J'aurais dû commencer par la rassurer sur le rôle que je tenais vis-à-vis d'Alice. C'est toujours a posteriori que l'on prend conscience de ce genre de choses. Nous étions tous les deux sur les nerfs et ça n'a jamais été ainsi que les gens prennent les meilleures décisions. Mais le sentiment d'urgence est un bon catalyseur et je ne pris pas plus le temps de réfléchir. Mon opinion s'était forgée au gré des événements récents et impossible de m'en détourner maintenant.

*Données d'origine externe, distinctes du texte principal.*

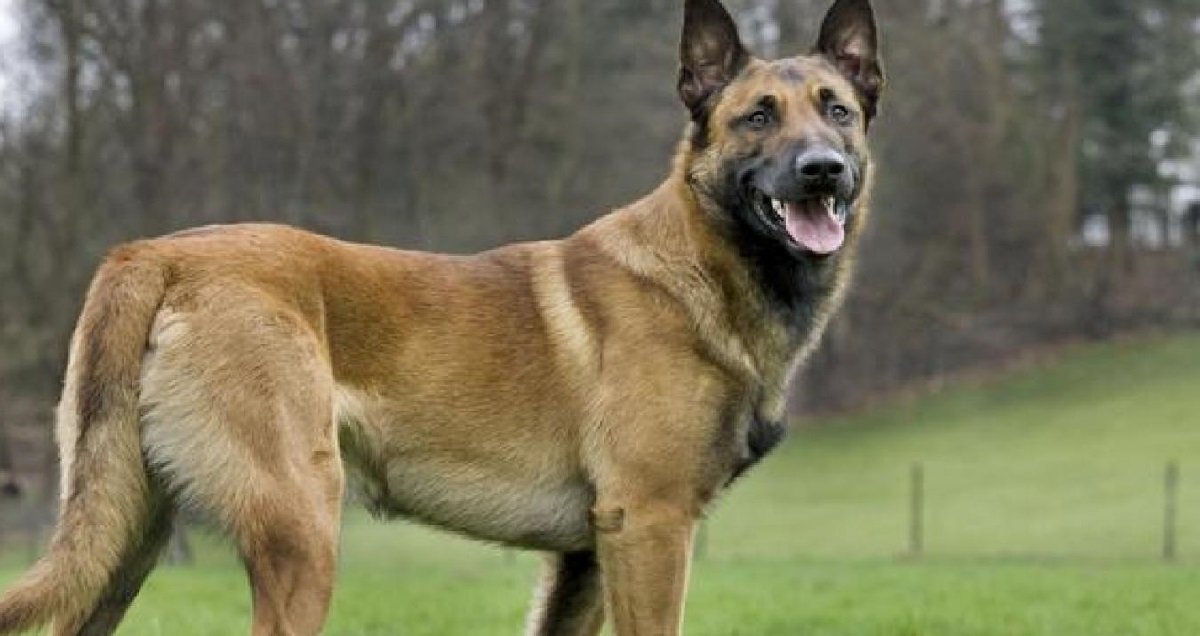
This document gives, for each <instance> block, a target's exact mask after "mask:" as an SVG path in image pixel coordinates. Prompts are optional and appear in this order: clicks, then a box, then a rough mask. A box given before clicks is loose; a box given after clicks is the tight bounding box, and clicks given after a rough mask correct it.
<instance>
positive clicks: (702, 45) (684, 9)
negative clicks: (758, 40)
mask: <svg viewBox="0 0 1200 636" xmlns="http://www.w3.org/2000/svg"><path fill="white" fill-rule="evenodd" d="M748 61H750V55H749V54H748V53H746V49H745V47H743V46H742V38H740V37H738V25H737V23H734V22H733V18H732V17H731V16H730V12H728V11H726V10H725V7H724V6H722V5H721V2H720V1H719V0H688V2H686V4H685V5H684V12H683V40H682V41H680V42H679V65H680V66H679V98H680V100H683V103H684V106H686V107H688V110H690V112H691V116H692V119H695V120H700V119H701V118H702V116H703V106H704V102H706V101H707V100H708V97H709V96H712V95H713V94H714V92H716V91H719V90H721V89H722V88H725V85H726V84H728V83H730V80H732V79H733V78H734V77H736V76H737V74H738V73H739V72H740V71H742V68H743V67H745V65H746V62H748Z"/></svg>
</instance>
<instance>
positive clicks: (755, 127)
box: [746, 109, 770, 128]
mask: <svg viewBox="0 0 1200 636" xmlns="http://www.w3.org/2000/svg"><path fill="white" fill-rule="evenodd" d="M746 124H749V125H750V127H752V128H764V127H767V125H768V124H770V114H769V113H767V112H766V110H761V109H760V110H755V112H754V113H750V116H748V118H746Z"/></svg>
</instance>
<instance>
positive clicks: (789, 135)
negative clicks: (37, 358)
mask: <svg viewBox="0 0 1200 636" xmlns="http://www.w3.org/2000/svg"><path fill="white" fill-rule="evenodd" d="M876 49H877V47H876V34H875V20H874V16H872V12H871V8H870V5H869V2H868V1H866V0H838V1H836V4H835V5H834V7H833V8H832V10H830V12H829V16H828V17H827V18H826V20H824V24H823V26H822V32H821V36H820V40H818V44H817V47H816V49H815V52H814V54H811V55H809V56H800V58H792V59H785V60H779V61H763V60H758V59H755V58H752V56H750V55H749V54H748V53H746V52H745V50H744V49H743V47H742V44H740V42H739V38H738V35H737V29H736V26H734V24H733V20H732V19H731V18H730V16H728V14H727V13H726V11H725V10H724V7H721V5H720V4H719V2H718V0H688V2H686V16H685V25H684V35H683V47H682V54H683V60H682V61H683V68H682V71H680V76H679V95H680V97H682V98H683V102H684V104H685V106H686V107H688V109H689V110H690V113H691V118H692V121H691V124H690V126H689V130H688V132H686V136H685V139H684V140H683V143H682V144H680V150H679V154H678V156H677V157H676V161H674V169H673V172H672V174H671V176H670V178H668V179H667V180H666V181H665V182H664V184H662V185H661V186H660V187H659V188H658V190H655V191H654V192H653V193H650V194H649V196H647V197H646V198H644V199H642V200H640V202H637V203H635V204H632V205H630V206H628V208H625V209H622V210H618V211H616V212H613V214H610V215H607V216H605V217H602V218H600V220H599V221H596V222H595V223H593V224H590V226H589V227H587V228H584V229H582V230H581V232H578V233H577V234H575V235H574V236H571V238H569V239H565V240H562V241H547V242H533V244H523V245H512V246H508V247H503V248H499V250H496V251H492V252H486V253H482V254H478V256H473V257H451V256H439V254H428V253H416V252H403V251H396V250H389V248H384V247H372V246H365V245H352V244H347V242H342V241H337V240H332V239H328V238H324V236H318V235H313V234H308V233H305V232H300V230H296V229H289V228H284V227H276V226H233V227H212V228H202V229H197V230H191V232H185V233H180V234H174V235H170V236H167V238H163V239H157V240H148V241H138V242H133V244H130V245H125V246H121V247H118V248H116V250H114V251H113V252H112V253H110V254H109V257H108V258H107V260H106V262H104V263H103V265H102V266H101V268H100V271H98V272H97V274H96V278H95V281H94V282H92V284H91V289H90V290H89V293H88V299H86V305H85V306H84V310H83V314H82V317H80V319H79V324H78V328H77V330H76V334H74V337H73V341H72V344H71V358H70V366H68V370H67V376H66V386H65V391H64V396H62V402H61V404H60V408H59V413H58V438H59V444H60V446H61V457H62V467H64V468H62V502H61V518H60V521H59V526H58V530H56V533H55V535H54V539H53V542H52V544H50V546H49V550H48V552H47V554H46V556H44V557H43V558H42V560H41V562H40V563H38V564H36V565H35V566H34V569H32V570H30V571H29V572H28V574H26V575H25V577H24V578H23V580H22V581H20V582H18V583H17V584H16V586H14V587H13V588H12V589H11V590H8V593H7V594H6V595H5V596H4V598H2V600H0V631H13V630H20V629H28V628H31V626H34V625H37V624H41V623H43V622H47V620H53V623H54V631H55V634H60V635H72V634H110V632H112V631H113V630H114V629H115V626H116V624H118V623H119V620H120V618H121V616H122V614H124V612H125V610H126V607H127V606H128V604H130V602H131V601H132V599H133V596H134V595H136V594H137V592H138V589H139V587H140V584H142V581H143V580H144V578H145V576H146V574H148V572H149V571H150V569H151V568H152V566H154V565H155V560H156V558H157V554H158V552H160V550H161V548H162V546H163V541H164V540H166V539H167V536H168V535H169V530H170V524H172V517H173V514H174V511H175V510H176V509H179V508H180V506H187V508H190V509H194V510H198V511H202V512H204V514H208V515H209V516H211V517H212V518H214V520H215V521H216V522H217V523H220V526H221V527H223V528H226V529H227V530H228V532H229V533H230V534H232V535H233V536H234V538H235V539H236V541H238V546H239V548H240V551H241V554H242V557H244V559H245V563H246V568H247V570H248V572H250V580H251V583H252V588H253V604H254V617H253V634H256V635H311V634H317V632H318V631H319V630H320V628H322V624H323V622H324V619H325V613H326V608H328V604H329V599H330V594H331V588H332V577H334V569H335V559H336V547H337V533H338V515H340V511H341V505H342V496H343V482H344V475H343V463H342V461H340V457H341V458H344V461H346V466H347V467H348V468H349V469H350V470H352V472H354V473H356V474H358V475H359V476H360V478H361V482H362V485H364V497H365V499H366V502H367V503H368V504H370V505H371V506H372V508H373V509H374V510H377V511H379V512H382V514H385V515H395V516H403V517H412V518H416V520H421V521H425V522H428V523H433V524H437V526H442V527H445V528H450V529H454V530H457V532H461V533H466V534H469V535H474V536H478V538H482V539H488V540H492V541H499V542H503V544H508V545H512V546H521V547H527V548H532V550H540V551H545V552H547V553H550V554H551V556H550V557H548V563H547V566H546V570H545V574H544V577H542V581H541V584H540V588H539V590H538V600H536V602H535V607H534V610H533V613H532V616H530V619H529V625H528V632H529V634H532V635H594V634H596V632H598V631H599V630H600V625H601V623H602V622H604V619H605V616H606V614H607V616H608V617H610V618H611V619H612V622H613V625H614V628H616V634H618V635H620V636H631V635H640V636H647V635H671V634H678V631H679V625H680V619H682V613H683V600H684V592H685V587H686V581H688V563H689V553H690V548H691V539H692V530H694V528H695V524H696V520H697V517H698V516H700V515H701V512H702V510H703V509H704V506H706V504H708V503H709V502H710V500H712V499H713V498H714V496H715V494H716V493H718V492H719V491H721V488H722V487H725V486H726V485H727V484H728V482H730V481H731V480H732V479H733V478H734V476H737V475H738V474H739V473H740V472H742V470H744V469H745V468H746V467H748V466H750V464H751V463H754V462H755V461H756V460H758V458H760V457H761V456H762V455H764V454H766V452H767V451H768V450H770V448H772V446H773V445H774V444H775V443H776V442H778V440H779V438H780V436H781V434H782V426H781V424H780V422H781V421H782V418H784V410H785V395H786V390H787V385H788V379H790V377H791V376H792V372H793V371H794V368H796V366H797V364H798V362H799V361H800V360H802V359H803V358H804V355H805V354H806V353H808V352H809V350H810V349H811V348H812V347H814V344H815V342H816V341H817V338H818V336H820V334H821V331H822V328H823V326H824V324H826V322H827V320H828V319H829V317H830V313H832V312H833V311H834V310H835V307H836V306H838V302H839V299H840V296H841V293H842V289H844V286H845V281H846V278H847V275H848V270H850V264H851V252H852V248H853V246H854V242H856V240H857V238H858V236H859V234H860V232H862V228H863V226H864V223H865V221H866V192H868V190H869V184H870V178H871V163H870V158H869V155H868V150H866V142H865V133H866V127H868V124H869V122H870V120H871V118H872V116H874V114H875V109H876V102H877V100H878V96H880V90H881V86H882V73H881V71H880V65H878V61H877V54H876Z"/></svg>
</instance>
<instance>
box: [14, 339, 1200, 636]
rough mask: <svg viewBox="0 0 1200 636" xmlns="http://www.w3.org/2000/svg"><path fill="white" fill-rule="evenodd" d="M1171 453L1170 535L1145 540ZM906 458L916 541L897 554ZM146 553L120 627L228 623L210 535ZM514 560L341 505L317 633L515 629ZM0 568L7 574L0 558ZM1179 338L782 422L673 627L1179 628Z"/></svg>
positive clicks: (1198, 605) (905, 471)
mask: <svg viewBox="0 0 1200 636" xmlns="http://www.w3.org/2000/svg"><path fill="white" fill-rule="evenodd" d="M1168 460H1177V461H1178V462H1180V464H1181V467H1182V475H1183V480H1182V485H1181V493H1182V500H1181V514H1180V523H1181V527H1180V552H1181V560H1180V563H1177V564H1174V565H1165V564H1160V563H1158V562H1157V560H1156V559H1157V557H1158V553H1159V550H1160V541H1162V539H1160V538H1162V497H1163V496H1162V488H1163V486H1162V481H1163V467H1164V463H1165V462H1166V461H1168ZM914 461H920V462H922V463H923V464H924V467H925V472H926V482H928V502H926V505H928V520H926V529H928V532H926V540H925V541H926V556H925V558H924V559H923V560H920V562H913V560H910V559H906V558H904V552H905V550H906V545H907V524H908V520H907V516H906V511H907V490H906V488H907V474H908V467H910V466H911V463H912V462H914ZM200 542H202V544H204V546H202V547H203V550H202V552H203V557H202V559H200V563H199V564H198V565H196V566H192V568H186V569H181V568H163V569H160V571H158V572H156V574H155V575H154V577H152V578H151V580H150V582H149V584H148V586H146V590H145V592H144V593H143V595H142V596H140V598H139V600H138V601H137V604H136V605H134V607H133V610H132V612H131V617H130V620H128V623H127V625H126V628H125V629H124V630H122V631H121V634H130V635H164V636H166V635H170V636H176V635H178V636H188V635H220V634H239V632H244V631H245V630H246V628H247V625H248V619H247V616H248V610H250V599H248V594H247V593H246V587H245V583H244V577H242V575H241V574H240V571H239V570H238V569H236V566H235V563H234V559H233V557H232V554H230V553H229V552H228V551H226V550H223V548H217V547H215V544H214V541H212V540H202V541H200ZM535 569H536V559H535V558H534V557H532V556H528V554H515V553H511V552H505V551H502V550H498V548H493V547H487V546H479V545H475V544H470V542H467V541H463V540H458V539H454V538H449V536H445V535H443V534H437V533H432V532H430V530H425V529H421V528H416V527H413V526H412V524H404V523H391V524H378V523H373V522H370V521H368V520H366V518H365V517H362V516H361V515H356V514H352V515H350V516H349V517H348V521H347V528H346V540H344V546H343V566H342V574H341V580H340V583H338V588H337V594H336V598H335V604H334V611H332V617H331V619H330V623H329V629H328V630H326V632H328V634H334V635H443V636H452V635H464V636H466V635H484V636H487V635H493V634H496V635H515V634H520V632H521V623H522V616H523V612H524V607H526V606H527V602H528V592H529V587H530V586H532V582H533V578H534V574H535ZM10 576H11V574H10ZM1198 599H1200V336H1195V335H1192V336H1160V337H1151V338H1140V340H1136V341H1129V342H1121V343H1114V344H1104V346H1098V347H1087V348H1080V349H1078V350H1074V352H1072V353H1068V354H1066V355H1063V356H1062V359H1060V360H1056V361H1054V362H1048V364H1044V365H1040V366H1038V367H1036V368H1031V370H1026V371H1021V372H1018V373H1013V374H1010V376H1007V377H1002V378H995V379H990V380H985V382H984V380H979V382H970V383H960V384H958V385H955V386H952V388H949V389H947V390H944V391H942V392H941V394H940V395H936V396H928V397H920V398H910V400H902V401H894V402H890V403H887V404H883V406H880V407H878V408H875V409H872V410H870V412H868V413H863V414H858V415H856V416H847V418H841V419H836V420H830V421H824V422H821V426H820V427H805V428H803V430H800V431H798V432H797V434H794V436H793V437H792V439H791V440H790V442H788V444H787V445H786V446H784V448H782V449H781V450H780V451H779V452H778V454H776V455H774V456H772V457H770V458H769V460H768V461H767V462H766V463H764V464H763V466H762V467H761V468H758V469H756V470H755V472H754V473H751V474H750V475H749V476H748V478H745V479H744V480H743V481H740V482H739V484H738V485H737V487H736V488H734V490H733V491H732V492H731V493H728V494H727V496H726V498H725V500H724V502H721V503H720V505H718V506H716V509H715V511H714V512H713V515H712V518H710V521H709V523H708V528H707V533H706V540H704V553H703V558H702V559H700V560H698V563H697V564H696V568H695V571H694V576H692V593H691V596H690V602H689V610H688V630H686V631H688V634H689V635H694V636H695V635H713V636H718V635H720V636H724V635H781V636H785V635H830V636H832V635H839V636H870V635H880V636H976V635H978V636H985V635H986V636H1025V635H1031V636H1032V635H1038V636H1043V635H1044V636H1076V635H1078V636H1105V635H1111V636H1132V635H1146V636H1152V635H1153V636H1158V635H1164V636H1166V635H1171V636H1174V635H1177V636H1192V635H1198V634H1200V602H1198Z"/></svg>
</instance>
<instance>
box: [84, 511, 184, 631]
mask: <svg viewBox="0 0 1200 636" xmlns="http://www.w3.org/2000/svg"><path fill="white" fill-rule="evenodd" d="M151 498H152V502H151V503H150V512H149V515H148V518H146V524H145V527H144V528H143V530H142V535H140V536H138V538H137V539H136V540H134V542H133V544H132V545H131V546H130V548H128V550H127V552H126V553H125V556H124V557H122V559H121V565H120V568H119V569H118V570H116V572H114V574H113V577H112V578H110V580H109V582H108V586H107V587H106V588H104V592H103V594H102V595H101V598H100V601H98V602H97V604H96V607H95V608H92V611H91V613H90V614H88V616H86V617H84V619H83V623H80V625H79V626H78V628H76V626H71V625H62V632H64V634H76V635H78V636H107V635H109V634H113V632H114V631H116V626H118V624H119V623H120V622H121V618H124V617H125V612H126V610H128V608H130V604H132V602H133V599H134V598H136V596H137V595H138V592H139V590H140V589H142V584H143V583H144V582H145V580H146V576H149V575H150V570H152V569H154V566H155V565H156V564H157V562H158V556H160V554H161V553H162V548H163V546H164V545H166V544H167V540H168V539H169V538H170V530H172V523H173V520H174V509H173V506H172V504H170V502H168V500H167V498H166V497H163V494H162V493H161V492H155V493H152V494H151Z"/></svg>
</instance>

Les derniers temps, Rachel répétait comme un mantra que j'étais trop têtu pour être supportable. Penser à elle me noua brièvement l'estomac. Comme si elle m'avait entendu penser, Alice remua vaguement, ouvrit les yeux et les fixa sur moi. Le sentiment d'anormalité que j'eus en sentant ce regard sur moi était déstabilisant. J'en avais pourtant croisé des enfants, même des nouveaux-nés. Une telle acuité de la part d'Alice était... dérangeante. Comme si son âme était trop vieille pour son corps. Comme si elle comprenait beaucoup plus qu'elle n'était supposée le faire. Comme si elle m'observait.
La fatigue rend parano.
- Responsable logistique?
Je ne suis pas sûr d'être parvenu à cacher et l'étonnement et l'agacement dans ma voix. La fatigue lève les barrières de la civilité. Je ne me cherche pas d'excuses. J'explique, c'est tout.
Puis vint le moment où je capitulai:
- Responsable logistique si tu veux. D'accord pour toutes tes conditions.
*Espérons qu'elle s'en souvienne le jour où elle me le repprochera.*
Qu'elle se souvienne qu'elle avait insisté pour prendre part à cette "tache" . Malgré toutes les responsabilités qu'elle avait d'ores et déjà.
Je n'étais pas à même de refuser le moindre soupçon d'aide. Je savais, je sentais que j'allais avoir besoin d'elle.
Enfin, vinrent ces paroles par lesquelles j'aurais dû commencer:
- Je suis le tuteur légal d'Alice. Son parrain ou je-ne-sais-quoi. J'ai oublié le terme. En cas de problème, j'avais la responsabilité de veiller sur sa fille.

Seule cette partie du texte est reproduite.